Another key concern is access to medicines and supply chain resiliency. Supply shortages have increased in the market for a variety of reasons, including increased demand for certain products, manufacturer shortages due to discontinuations, among a number of other issues. Overall, there is a need to secure America’s pharmaceutical supply chain by ensuring that essential medicines are manufactured in the United States.

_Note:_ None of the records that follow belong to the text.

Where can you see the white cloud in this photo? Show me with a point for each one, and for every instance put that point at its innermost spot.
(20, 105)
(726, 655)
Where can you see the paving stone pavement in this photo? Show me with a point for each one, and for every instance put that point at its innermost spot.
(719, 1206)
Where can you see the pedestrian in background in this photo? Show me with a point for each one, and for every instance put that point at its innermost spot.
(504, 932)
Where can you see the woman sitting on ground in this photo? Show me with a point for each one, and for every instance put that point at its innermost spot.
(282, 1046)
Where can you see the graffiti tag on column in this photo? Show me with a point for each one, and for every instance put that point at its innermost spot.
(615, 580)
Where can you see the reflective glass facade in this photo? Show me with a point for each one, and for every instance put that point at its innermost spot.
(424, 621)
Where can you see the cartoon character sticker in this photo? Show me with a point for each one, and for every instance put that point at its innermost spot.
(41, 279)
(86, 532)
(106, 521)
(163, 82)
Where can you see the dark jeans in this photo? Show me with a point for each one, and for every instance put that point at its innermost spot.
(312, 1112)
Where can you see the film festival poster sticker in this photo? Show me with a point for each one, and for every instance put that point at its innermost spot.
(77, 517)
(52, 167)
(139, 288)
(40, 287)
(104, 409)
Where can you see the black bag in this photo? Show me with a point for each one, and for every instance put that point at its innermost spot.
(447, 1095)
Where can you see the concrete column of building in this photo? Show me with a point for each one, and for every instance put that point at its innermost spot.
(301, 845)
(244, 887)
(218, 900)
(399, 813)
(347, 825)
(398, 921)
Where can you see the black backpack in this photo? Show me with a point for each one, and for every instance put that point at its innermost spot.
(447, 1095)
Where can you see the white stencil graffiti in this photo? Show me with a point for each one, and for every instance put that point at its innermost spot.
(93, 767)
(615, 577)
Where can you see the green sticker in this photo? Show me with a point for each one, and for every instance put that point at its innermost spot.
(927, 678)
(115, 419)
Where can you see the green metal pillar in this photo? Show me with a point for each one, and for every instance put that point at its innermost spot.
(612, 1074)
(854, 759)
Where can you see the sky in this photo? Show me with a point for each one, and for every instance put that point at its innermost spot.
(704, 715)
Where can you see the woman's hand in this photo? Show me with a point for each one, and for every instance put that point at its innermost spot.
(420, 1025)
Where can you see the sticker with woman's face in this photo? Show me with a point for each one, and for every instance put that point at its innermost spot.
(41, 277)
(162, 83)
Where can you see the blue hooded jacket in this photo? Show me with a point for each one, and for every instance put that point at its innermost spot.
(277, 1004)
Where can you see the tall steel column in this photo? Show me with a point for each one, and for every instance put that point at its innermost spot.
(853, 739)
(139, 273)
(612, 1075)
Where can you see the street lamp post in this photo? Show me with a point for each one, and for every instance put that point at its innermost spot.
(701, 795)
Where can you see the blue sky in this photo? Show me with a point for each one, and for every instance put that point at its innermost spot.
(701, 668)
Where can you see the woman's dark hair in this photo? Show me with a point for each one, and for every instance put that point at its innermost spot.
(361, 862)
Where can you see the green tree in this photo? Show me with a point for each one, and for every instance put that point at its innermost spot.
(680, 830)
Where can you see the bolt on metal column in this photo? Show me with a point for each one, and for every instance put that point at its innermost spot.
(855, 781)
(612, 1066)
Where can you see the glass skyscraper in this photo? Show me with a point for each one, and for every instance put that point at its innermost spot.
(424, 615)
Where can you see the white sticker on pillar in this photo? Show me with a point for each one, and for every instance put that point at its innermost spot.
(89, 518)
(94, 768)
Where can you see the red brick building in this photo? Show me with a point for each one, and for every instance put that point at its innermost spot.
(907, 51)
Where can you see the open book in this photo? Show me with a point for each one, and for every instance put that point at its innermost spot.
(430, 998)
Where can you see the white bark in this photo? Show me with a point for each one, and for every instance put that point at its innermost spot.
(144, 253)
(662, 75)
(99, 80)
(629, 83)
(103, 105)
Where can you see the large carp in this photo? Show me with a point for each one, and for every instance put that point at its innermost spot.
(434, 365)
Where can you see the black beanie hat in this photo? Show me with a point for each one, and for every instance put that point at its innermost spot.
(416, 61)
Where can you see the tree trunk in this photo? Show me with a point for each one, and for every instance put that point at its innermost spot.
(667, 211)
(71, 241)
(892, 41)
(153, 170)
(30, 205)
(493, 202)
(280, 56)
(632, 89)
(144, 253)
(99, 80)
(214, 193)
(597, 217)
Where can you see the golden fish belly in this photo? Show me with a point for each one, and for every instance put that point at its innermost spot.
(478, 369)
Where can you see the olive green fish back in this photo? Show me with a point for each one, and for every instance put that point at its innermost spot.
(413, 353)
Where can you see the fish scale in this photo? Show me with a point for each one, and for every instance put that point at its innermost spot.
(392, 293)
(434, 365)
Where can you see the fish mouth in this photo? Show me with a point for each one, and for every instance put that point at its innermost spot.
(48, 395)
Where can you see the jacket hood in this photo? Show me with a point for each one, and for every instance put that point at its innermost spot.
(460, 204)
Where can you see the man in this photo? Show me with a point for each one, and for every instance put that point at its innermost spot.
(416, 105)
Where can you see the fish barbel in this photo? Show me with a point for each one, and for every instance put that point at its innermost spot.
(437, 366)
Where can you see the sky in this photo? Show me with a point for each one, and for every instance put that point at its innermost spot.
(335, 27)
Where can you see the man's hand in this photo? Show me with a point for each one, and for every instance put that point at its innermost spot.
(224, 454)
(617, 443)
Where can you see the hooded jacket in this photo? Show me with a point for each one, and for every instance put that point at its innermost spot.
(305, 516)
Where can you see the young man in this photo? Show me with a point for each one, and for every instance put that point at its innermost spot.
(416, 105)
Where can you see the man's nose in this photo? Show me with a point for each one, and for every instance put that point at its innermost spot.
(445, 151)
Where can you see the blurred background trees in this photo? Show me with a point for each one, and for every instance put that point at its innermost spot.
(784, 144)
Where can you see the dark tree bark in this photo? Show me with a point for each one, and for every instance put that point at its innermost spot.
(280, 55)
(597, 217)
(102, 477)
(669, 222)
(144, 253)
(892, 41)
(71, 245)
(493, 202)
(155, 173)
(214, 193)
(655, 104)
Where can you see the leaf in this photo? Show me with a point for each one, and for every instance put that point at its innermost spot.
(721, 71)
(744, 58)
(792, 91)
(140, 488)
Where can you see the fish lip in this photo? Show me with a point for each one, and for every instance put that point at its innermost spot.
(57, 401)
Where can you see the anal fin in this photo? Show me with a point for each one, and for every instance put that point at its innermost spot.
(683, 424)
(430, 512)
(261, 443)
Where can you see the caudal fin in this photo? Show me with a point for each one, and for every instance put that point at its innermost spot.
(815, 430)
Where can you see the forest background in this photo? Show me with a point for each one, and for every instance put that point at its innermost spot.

This was a clear lesson from the pandemic. From raw materials to finished products, domestic manufacturing is critical for the security and viability of our U.S. supply chain long-term.
Dillaway: It has been a difficult few years for generic manufacturers given historic deflation, unrivaled competition and now facing additional new expenses from serialization, opioid and DEA fees and state stewardship (drug takeback) programs. Cumulatively these factors are starting to cause casualties among manufacturers with several going out of business, several others in Chapter 11 and many others on a pathway there. This direction will continue over the next several years transforming the manufacturing landscape. In order to prevent this, behavior from both buyers and sellers must change. Each must recognize the value in the other and look to replace what has become a transactional relationship with a more partnership relationship. Can this happen? It will be a challenge given the precedent of behavior to date, but with survival at stake let’s have an optimistic view.
McMahon: In fiscal year 2023, Aurobindo led the market in ANDA approvals and filed 49 ANDAs and received final approval for 59 ANDAs. In addition, the company successfully launched and relaunched 24 products. Aurobindo Pharma looks forward to launching many more products in the coming months, as the company continues to expand its portfolio with nearly 200 pending approval. This brings us to over 700 FDA approved ANDAs to date.
Aurobindo continues to invest in infrastructure in terms of plant and capacity expansions and building new facilities, all of which will fuel our growth. We are pleased to announce our new Luoxin facility, located in China, where we’ll be producing the blow-fill-seal inhalation products, the first of which will be levalbuterol, followed by albuterol, ipratropium and others, beginning early next year, if all goes to plan. Aurobindo remains focused on strengthening our existing businesses and developing a differentiated and specialty-driven product portfolio.
Kalawadia: It’s a very competitive marketplace. While we may feel that we’re doing something unique from a product selection standpoint, or that we have a unique capability, the reality is that if you look across the competitors out there, somebody is doing what we’re doing. One of the big challenges is, you need to continue to be quick to market with products. You’ve got to continue to innovate, select the right products to develop and quickly come up with strategies where you can try and differentiate your products.
You also need to make sure that you are as cost-competitive as possible, because the market dynamics are quite competitive and change rapidly. If you are late to market, you’re going to struggle to get market share. And, if you’re not cost-competitive, you will not succeed in a particular product and hence the long-term viability of an asset may or may not exist. On top of that, we are going to continue to grow and build our portfolio to have a very robust offering to compete with the key players in the market. The top competitors will continue to have large portfolio offerings and will need to continue to ensure that we have that value-added offering.
That’s the norm now. Best pricing, lowest pricing is a key and it’s going to have an impact on margin profiles, but at the same time it’s a generic industry. So, the key to success is increasing the number of new products we launch every year and to be first to market. That’s going to be a critical aspect and I’m sure all generic players are focused on improving their portfolio offerings year on year.